Se eu soubesse o que é preciso para acalmar seu coração.

Se eu tivesse a força sobre-humana que você pensa que eu tenho.

Se apenas você entendesse que este amor que tudo entende e tudo aceita é – além de sincero, forte e eterno – uma tentativa de mostrar a você como se deve amar.

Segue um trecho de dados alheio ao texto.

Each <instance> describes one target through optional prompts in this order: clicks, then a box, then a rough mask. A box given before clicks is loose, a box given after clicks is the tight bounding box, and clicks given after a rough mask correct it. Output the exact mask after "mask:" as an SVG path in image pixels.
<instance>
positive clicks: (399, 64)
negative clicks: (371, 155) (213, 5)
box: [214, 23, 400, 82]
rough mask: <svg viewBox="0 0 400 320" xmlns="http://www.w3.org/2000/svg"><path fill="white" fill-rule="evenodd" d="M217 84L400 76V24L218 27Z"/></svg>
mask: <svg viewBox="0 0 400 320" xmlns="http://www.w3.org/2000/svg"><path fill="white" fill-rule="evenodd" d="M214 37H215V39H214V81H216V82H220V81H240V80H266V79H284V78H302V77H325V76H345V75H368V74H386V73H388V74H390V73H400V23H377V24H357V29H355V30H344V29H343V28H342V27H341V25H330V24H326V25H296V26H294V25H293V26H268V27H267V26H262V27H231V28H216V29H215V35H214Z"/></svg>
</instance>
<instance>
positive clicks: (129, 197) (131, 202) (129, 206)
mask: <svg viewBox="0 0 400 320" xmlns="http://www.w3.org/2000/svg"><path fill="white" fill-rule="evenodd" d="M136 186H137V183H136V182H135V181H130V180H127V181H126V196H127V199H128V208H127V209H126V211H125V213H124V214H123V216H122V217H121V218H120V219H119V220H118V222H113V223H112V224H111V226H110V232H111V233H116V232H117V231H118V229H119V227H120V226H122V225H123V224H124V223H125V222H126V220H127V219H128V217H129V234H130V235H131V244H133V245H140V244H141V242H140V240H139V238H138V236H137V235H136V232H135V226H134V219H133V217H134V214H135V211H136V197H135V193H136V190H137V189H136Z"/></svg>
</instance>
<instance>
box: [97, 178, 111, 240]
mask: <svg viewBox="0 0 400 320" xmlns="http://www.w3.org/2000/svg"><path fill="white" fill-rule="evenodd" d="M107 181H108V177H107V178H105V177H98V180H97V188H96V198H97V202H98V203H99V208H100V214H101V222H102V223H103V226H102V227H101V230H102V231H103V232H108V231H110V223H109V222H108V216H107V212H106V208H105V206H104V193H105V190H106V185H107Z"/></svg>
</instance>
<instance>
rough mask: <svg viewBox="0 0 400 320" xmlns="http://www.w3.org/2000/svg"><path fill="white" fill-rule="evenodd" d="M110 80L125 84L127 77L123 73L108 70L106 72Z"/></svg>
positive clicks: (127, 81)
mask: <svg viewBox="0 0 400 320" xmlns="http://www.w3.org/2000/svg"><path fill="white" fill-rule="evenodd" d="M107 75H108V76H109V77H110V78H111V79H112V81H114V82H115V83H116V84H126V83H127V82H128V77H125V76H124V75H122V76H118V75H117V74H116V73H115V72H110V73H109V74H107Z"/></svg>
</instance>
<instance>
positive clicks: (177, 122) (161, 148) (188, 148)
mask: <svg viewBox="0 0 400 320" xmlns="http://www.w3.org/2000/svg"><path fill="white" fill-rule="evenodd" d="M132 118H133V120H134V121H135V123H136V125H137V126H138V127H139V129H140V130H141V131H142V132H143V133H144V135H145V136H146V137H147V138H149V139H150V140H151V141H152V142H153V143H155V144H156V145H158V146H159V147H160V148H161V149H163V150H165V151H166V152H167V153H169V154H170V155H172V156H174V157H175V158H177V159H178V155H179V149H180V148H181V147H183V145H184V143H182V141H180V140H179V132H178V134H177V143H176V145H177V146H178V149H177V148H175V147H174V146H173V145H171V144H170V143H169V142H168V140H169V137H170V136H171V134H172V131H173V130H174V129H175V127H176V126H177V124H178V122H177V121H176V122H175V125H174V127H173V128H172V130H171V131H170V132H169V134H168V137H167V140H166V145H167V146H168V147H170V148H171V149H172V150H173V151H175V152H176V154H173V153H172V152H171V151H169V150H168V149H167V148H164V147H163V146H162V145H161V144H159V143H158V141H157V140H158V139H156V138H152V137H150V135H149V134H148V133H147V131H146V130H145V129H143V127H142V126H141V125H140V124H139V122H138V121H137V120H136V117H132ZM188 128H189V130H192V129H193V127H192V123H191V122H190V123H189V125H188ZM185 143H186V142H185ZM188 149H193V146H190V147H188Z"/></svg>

Se eu conseguisse fazer você entender que a minha serenidade vem da aceitação do que é, sem tentar mudar a realidade à minha volta; é apenas lucidez.

Se eu pudesse, apenas por um momento, fazer você olhar o mundo através dos meus olhos, se enxergar como eu o enxergo, enxergar o mundo com menos medo e mais interesse e alegria.

Se ao menos esta RAIVA toda fosse embora daqui de volta para onde veio.

Se nós, que já conquistamos tanto juntos, pudéssemos também conquistar tudo isto.

Se fosse possível ignorar o mundo louco e malvado que faz com que o amor sem limites assuste os que estão em volta.

Se eu não estivesse tão absorta em juntar minhas forças para a longa batalha que sabemos que está para chegar.

Se ao menos você fosse um pouquinho mais seguro de quem você é.

Se Deus tivesse permitido que eu nunca escutasse a palavra câncer.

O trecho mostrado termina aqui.